Life is a balance – a give and take. All work and no play make us out of balance. Still, I’m heavily programmed there. I’m always working because that’s what I do. I forget that at times I need to take a day off or find time to do nothing just for the sake of maintaining balance. Luckily the universe works in mysterious ways bringing us what we need most when we least expect it.
I was at my office one evening writing an article. For the first time that day, the office was quiet. Everyone had gone home and I was excited to finally get some quiet time to really get into my work. Unfortunately, it wasn’t going so well. I couldn’t really phrase my thoughts effectively and I was unclear as to just what direction the piece needed to take. I had been at the office late the night before and was planning on having another late night hoping to wrap up the project when suddenly there was a knock at my door. It was my soul sister accompanied by her husband and their four year old daughter. They were stopping by just to say hello and see my new office. These are some of the greatest people in my life. I love them very much and so although I was eager to work, I was also eager to see them and I forced myself to take a break. Little did I know this break was the medicine, and subsequent inspiration, my soul was seeking but that I couldn’t get out of my head long enough to see.

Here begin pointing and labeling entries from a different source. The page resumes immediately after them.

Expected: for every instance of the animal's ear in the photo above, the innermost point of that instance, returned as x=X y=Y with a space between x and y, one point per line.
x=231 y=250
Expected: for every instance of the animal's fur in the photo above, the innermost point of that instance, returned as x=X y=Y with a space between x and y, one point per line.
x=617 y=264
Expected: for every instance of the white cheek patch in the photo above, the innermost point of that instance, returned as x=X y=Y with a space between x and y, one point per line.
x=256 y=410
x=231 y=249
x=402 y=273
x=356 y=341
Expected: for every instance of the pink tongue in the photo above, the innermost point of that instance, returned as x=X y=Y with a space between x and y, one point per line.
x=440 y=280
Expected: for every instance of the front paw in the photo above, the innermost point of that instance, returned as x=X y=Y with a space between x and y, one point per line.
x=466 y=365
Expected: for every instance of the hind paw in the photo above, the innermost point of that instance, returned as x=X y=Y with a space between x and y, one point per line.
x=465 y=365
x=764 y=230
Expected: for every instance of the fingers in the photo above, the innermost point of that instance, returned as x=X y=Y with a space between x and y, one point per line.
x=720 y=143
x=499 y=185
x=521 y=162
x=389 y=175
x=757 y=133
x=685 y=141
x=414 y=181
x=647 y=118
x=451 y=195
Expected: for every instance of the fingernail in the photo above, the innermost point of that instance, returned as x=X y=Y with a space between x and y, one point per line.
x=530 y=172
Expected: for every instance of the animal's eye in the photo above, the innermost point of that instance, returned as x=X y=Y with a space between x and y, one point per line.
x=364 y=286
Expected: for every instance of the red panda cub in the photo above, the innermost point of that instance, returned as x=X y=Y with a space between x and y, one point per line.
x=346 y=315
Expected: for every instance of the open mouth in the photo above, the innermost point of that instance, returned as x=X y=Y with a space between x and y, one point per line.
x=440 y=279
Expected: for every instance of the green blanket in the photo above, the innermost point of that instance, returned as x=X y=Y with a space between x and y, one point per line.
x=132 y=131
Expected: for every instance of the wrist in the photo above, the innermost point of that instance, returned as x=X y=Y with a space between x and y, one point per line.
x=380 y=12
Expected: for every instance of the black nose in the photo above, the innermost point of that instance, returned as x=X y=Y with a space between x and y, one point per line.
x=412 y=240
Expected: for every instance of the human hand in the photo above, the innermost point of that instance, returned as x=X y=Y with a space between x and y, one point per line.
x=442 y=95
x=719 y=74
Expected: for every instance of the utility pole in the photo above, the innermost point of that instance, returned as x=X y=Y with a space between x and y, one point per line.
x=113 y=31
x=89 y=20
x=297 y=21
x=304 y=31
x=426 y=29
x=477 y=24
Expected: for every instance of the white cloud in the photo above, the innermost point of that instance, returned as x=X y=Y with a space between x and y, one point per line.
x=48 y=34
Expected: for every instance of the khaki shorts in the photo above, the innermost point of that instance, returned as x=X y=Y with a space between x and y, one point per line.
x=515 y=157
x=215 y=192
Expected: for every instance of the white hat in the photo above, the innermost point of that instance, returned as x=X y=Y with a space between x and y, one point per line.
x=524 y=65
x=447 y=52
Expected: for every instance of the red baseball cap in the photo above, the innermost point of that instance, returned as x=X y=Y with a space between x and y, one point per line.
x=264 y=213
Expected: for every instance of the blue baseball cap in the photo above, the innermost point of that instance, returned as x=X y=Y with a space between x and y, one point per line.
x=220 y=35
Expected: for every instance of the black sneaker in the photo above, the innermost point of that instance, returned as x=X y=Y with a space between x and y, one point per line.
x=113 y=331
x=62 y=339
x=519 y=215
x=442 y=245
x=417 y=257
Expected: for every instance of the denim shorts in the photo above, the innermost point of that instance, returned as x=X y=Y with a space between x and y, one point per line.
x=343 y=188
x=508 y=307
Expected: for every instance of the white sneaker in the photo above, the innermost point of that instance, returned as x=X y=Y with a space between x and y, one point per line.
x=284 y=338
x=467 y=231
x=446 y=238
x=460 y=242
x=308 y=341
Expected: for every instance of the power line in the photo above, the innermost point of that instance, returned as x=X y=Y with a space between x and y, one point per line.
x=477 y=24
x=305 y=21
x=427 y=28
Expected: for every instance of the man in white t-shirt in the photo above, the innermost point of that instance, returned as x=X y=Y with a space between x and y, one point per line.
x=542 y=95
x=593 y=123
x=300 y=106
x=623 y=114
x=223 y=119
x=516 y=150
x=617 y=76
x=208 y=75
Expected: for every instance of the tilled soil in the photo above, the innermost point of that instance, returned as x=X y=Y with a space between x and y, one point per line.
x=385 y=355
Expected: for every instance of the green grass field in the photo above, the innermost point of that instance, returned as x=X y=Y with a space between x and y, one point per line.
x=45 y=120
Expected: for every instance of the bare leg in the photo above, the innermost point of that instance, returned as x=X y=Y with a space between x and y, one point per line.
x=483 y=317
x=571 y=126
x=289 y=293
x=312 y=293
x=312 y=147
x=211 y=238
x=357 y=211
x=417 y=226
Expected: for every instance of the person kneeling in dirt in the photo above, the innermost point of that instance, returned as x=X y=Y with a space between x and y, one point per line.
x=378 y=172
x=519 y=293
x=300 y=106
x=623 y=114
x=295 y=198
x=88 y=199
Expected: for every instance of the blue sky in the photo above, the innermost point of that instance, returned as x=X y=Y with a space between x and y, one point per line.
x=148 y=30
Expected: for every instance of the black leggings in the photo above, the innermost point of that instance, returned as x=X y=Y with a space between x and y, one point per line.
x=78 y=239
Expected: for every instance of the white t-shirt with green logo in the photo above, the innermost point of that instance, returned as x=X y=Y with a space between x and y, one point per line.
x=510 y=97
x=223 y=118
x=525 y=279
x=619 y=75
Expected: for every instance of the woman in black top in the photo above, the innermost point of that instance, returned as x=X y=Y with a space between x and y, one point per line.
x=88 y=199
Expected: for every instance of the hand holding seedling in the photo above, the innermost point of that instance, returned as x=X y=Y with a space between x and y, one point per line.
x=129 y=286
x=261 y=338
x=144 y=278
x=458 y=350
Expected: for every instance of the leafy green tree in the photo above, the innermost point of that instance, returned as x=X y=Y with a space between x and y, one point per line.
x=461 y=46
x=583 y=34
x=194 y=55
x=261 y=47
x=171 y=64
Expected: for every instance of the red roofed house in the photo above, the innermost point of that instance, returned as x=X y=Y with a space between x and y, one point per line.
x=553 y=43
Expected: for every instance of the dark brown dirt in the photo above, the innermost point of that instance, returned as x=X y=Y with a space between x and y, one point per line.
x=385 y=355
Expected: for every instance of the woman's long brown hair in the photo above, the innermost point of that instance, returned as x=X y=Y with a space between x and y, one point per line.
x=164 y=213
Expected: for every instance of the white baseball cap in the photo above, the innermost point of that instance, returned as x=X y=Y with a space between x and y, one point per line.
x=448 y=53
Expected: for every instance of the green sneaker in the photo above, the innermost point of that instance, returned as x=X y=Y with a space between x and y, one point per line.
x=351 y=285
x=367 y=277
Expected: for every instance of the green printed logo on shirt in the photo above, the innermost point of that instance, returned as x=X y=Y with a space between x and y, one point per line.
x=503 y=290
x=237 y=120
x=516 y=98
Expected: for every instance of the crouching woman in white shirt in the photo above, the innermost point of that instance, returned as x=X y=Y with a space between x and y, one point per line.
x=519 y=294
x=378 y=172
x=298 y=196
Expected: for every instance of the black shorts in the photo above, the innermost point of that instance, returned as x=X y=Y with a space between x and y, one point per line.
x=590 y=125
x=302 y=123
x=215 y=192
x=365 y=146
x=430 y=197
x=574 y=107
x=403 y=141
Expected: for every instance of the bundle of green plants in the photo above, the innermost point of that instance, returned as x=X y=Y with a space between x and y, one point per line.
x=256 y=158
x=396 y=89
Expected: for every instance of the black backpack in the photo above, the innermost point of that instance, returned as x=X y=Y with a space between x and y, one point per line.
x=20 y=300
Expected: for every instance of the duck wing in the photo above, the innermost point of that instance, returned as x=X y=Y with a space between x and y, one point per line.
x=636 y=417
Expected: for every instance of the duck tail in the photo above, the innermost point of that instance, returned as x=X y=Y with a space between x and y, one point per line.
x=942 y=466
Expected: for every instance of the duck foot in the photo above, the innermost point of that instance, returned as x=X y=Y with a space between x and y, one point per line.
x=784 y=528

My sister’s four year old daughter immediately took command. First she wanted me to show her my office. Then she wanted me to play a song for her on my guitar. Next, we journeyed into the bigger conference area to have tea and play with some cards. But then unexpectedly I lost her. My little friend had disappeared. Her parents and I began to search the office for her, not having any luck, when all of a sudden she popped out from behind a chair saying, “now it’s your turn to hide.” Next thing I knew I was ducking behind doors, under tables, and around corners playing hide and seek – something I hadn’t done since my own children were small.
It brought a smile to my face and joy to my heart in a way I’d nearly forgotten. Not only was this game of hide and seek a well needed break, it was a healing for my soul. I never really got to be a child when I was a child. However this event reminded me that regardless of our circumstances or how old we think we are, we still have an inner child who needs to skip, dance, run around, and play hide and seek. In that sense, we really never have to grow up which is the key to living a happy fulfilling life.
When my family left, I felt lighter, happier, and much more contented. I continued working the rest of the night but it was no longer a chore. It was delightful and it sparked a new direction in my article that I hadn’t thought of prior to their visit. Sometimes what we think of as distractions is really just the universe’s way of telling us to slow down, take a break, and don’t be so serious. The next time you have the opportunity to stop, drop and play hide and seek, don’t deny yourself the thrill of really living life. Or better yet, call all your adult friends and invite them over for a game of hide and seek…hmmm…now that could get interesting.